Surveying the crowd, I realised that we were surrounded on all sides by kids. Everywhere I looked the oily sheen of prepubescent skin was lit up by the reflected glow mobile phone screens held closely to naïvely optimistic faces. The bitter irony of my situation dawned upon me, I’d been worried about going out on a school night but given the number of fifteen year olds around, I could have been back at high school. I spotted a few other adults scattered amongst a sea of adolescent exuberance, parents chaperoning their children on first dates, pregnant couples and maybe a reformed alcoholic or two.

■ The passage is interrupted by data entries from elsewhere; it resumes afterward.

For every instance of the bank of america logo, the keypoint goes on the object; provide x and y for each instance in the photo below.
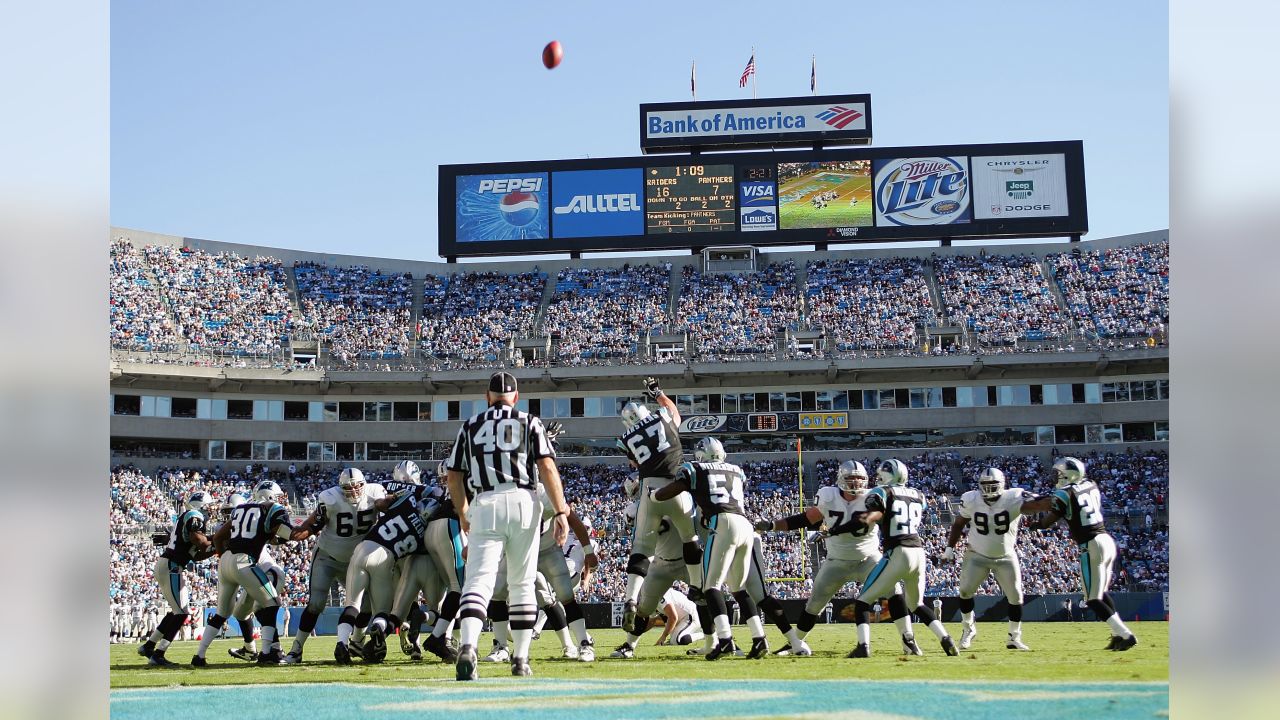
(839, 115)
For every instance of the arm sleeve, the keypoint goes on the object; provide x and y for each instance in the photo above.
(458, 455)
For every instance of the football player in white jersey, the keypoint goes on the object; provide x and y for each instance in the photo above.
(342, 516)
(993, 514)
(850, 556)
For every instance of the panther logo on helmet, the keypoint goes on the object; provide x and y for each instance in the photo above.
(851, 477)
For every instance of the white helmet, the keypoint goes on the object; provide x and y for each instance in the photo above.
(268, 491)
(407, 472)
(891, 473)
(197, 501)
(632, 413)
(851, 477)
(352, 483)
(991, 482)
(709, 450)
(1069, 472)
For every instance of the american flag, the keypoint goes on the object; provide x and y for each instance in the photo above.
(748, 72)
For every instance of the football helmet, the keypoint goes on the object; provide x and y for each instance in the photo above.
(269, 491)
(851, 477)
(632, 413)
(197, 501)
(352, 483)
(1069, 470)
(407, 472)
(891, 473)
(991, 482)
(709, 450)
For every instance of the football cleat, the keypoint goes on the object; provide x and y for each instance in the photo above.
(723, 646)
(950, 646)
(242, 654)
(1125, 643)
(375, 647)
(439, 647)
(342, 654)
(466, 668)
(629, 614)
(910, 646)
(159, 660)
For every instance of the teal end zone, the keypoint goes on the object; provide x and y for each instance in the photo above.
(650, 700)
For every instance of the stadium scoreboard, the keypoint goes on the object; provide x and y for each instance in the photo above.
(690, 199)
(763, 199)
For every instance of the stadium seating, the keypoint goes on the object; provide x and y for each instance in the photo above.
(362, 313)
(1118, 292)
(739, 313)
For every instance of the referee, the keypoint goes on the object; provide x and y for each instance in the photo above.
(497, 460)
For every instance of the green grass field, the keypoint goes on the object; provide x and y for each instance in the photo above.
(799, 213)
(1061, 652)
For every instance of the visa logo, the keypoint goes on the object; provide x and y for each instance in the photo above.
(510, 185)
(615, 203)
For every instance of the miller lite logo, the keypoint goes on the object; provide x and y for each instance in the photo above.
(922, 191)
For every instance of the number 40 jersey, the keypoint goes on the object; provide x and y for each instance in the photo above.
(344, 523)
(993, 527)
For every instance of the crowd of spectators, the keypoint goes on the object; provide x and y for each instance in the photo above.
(600, 313)
(140, 319)
(478, 315)
(223, 300)
(1121, 292)
(362, 313)
(868, 304)
(1000, 299)
(728, 314)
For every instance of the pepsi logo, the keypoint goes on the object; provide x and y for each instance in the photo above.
(520, 208)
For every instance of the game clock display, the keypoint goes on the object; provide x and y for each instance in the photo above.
(689, 199)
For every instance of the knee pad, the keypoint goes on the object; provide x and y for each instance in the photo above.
(638, 565)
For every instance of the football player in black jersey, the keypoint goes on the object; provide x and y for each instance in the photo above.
(188, 543)
(718, 488)
(1077, 501)
(652, 443)
(899, 511)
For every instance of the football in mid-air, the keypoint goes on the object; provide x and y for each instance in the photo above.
(552, 54)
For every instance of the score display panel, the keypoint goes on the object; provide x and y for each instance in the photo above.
(763, 199)
(690, 199)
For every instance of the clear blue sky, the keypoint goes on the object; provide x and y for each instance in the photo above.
(319, 126)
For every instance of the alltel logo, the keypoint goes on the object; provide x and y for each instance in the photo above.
(839, 115)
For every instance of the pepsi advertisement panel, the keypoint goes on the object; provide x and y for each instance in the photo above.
(597, 203)
(502, 208)
(819, 197)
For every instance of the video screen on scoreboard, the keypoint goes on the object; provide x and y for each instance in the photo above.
(497, 208)
(690, 199)
(824, 195)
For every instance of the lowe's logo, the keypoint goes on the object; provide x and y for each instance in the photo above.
(839, 115)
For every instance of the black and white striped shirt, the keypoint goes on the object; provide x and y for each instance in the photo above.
(499, 447)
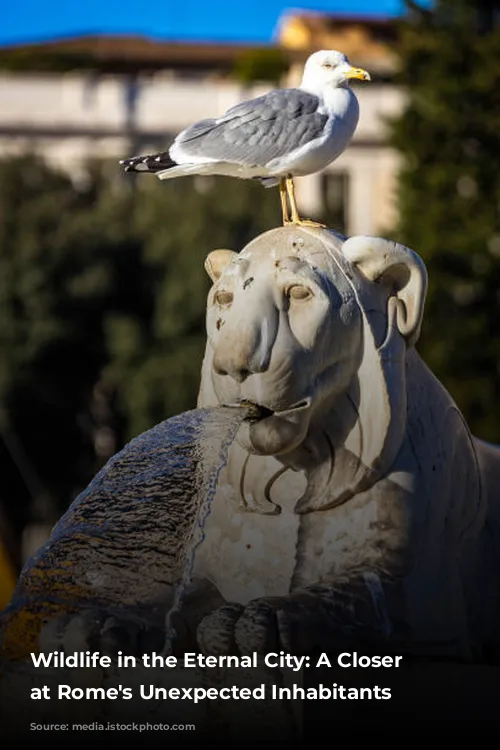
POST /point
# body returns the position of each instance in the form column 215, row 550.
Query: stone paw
column 296, row 623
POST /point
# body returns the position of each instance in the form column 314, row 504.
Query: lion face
column 285, row 333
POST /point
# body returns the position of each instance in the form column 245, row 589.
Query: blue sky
column 197, row 20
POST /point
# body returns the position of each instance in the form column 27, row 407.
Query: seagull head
column 329, row 68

Determined to make the best of the situation, I tried to identify a weak spot in the barrier that separated the unlicensed and licensed sections in the hope that we could sneak across. Try as I might, I couldn’t see a weakness. It looked fun on the other side of the barrier. Punters laughed, drank and chatted beneath an abundance of signage directing people to a dozen different bars where money could be exchanged for alcohol. It was as if the signs had been strategically placed just to taunt us. My frustration increased when I saw a guy buy soft drink from a licensed bar. Had he no regard for our plight? As far as I could see the only advantage of the unlicensed area was the lack of people waiting to be served at the so-called “bars”. I’m not an alcoholic but I do enjoy a drink. I had a couple of beers under the belt and was keen to enjoy a few more (responsibly of course) while listening to some quality live music.

Thankfully, we had completely misjudged the schedule, the support act (Gang of Youths) had actually played before we arrived so we only had to wait about fifteen minutes before Ezra, Rostam and the two Chris’s hit the stage. The relative lack of alcoholic accompaniment became a distant memory once the music started.

Sitting there and watching, I mean really watching and listening, I noticed details that would have been missed from the middle of a sweaty, booze-fuelled crowd. I laughed during Oxford Comma when a clapstick thrown from the crowd nearly hit Ezra while he sang the line, “Take the chapstick, put it on your lips”. I noticed that there was something painted on a sheet that was thrown on the stage and Erza made a bandana out of. It was the reaction of the kids around us that was the most enlightening. For many, it would have been their first live music experience and they were pumped. I dawned upon me that All Age venues provide the gig going punters of tomorrow access to live music.

The boys from New York City produced a pretty solid set. Laid back melodic ballads such as Step and Obvious Bicycle suited a band whose frontman wears three-quarter length pants, boat shoes and likes singing with one hand planted in his pocket. Cousins, One and A-Punk where highlights. Their high energy percussion heavy tone was complimented by the happy hoping and double denim of bassist Chris Baio.

It wasn’t just gentle swaying and adolescent innocence in the unlicensed section either. Shit was getting loose by the time the encore rolled around. Kids stood on chairs willy-nilly for When Walcott. It looked like security was going to have to start grounding people. The set came to an end at 10:37pm and we made our way onto the street in an orderly fashion while discussing the relative merits of the gig and our seating arrangements. We were sober but had been treated to something different.

The unlicensed section had provided a novel vantage point that had given me a new perspective on the live music experience. I looked at the L-platers that surrounded us in the hope that someone might give us a lift to the pub on their way home.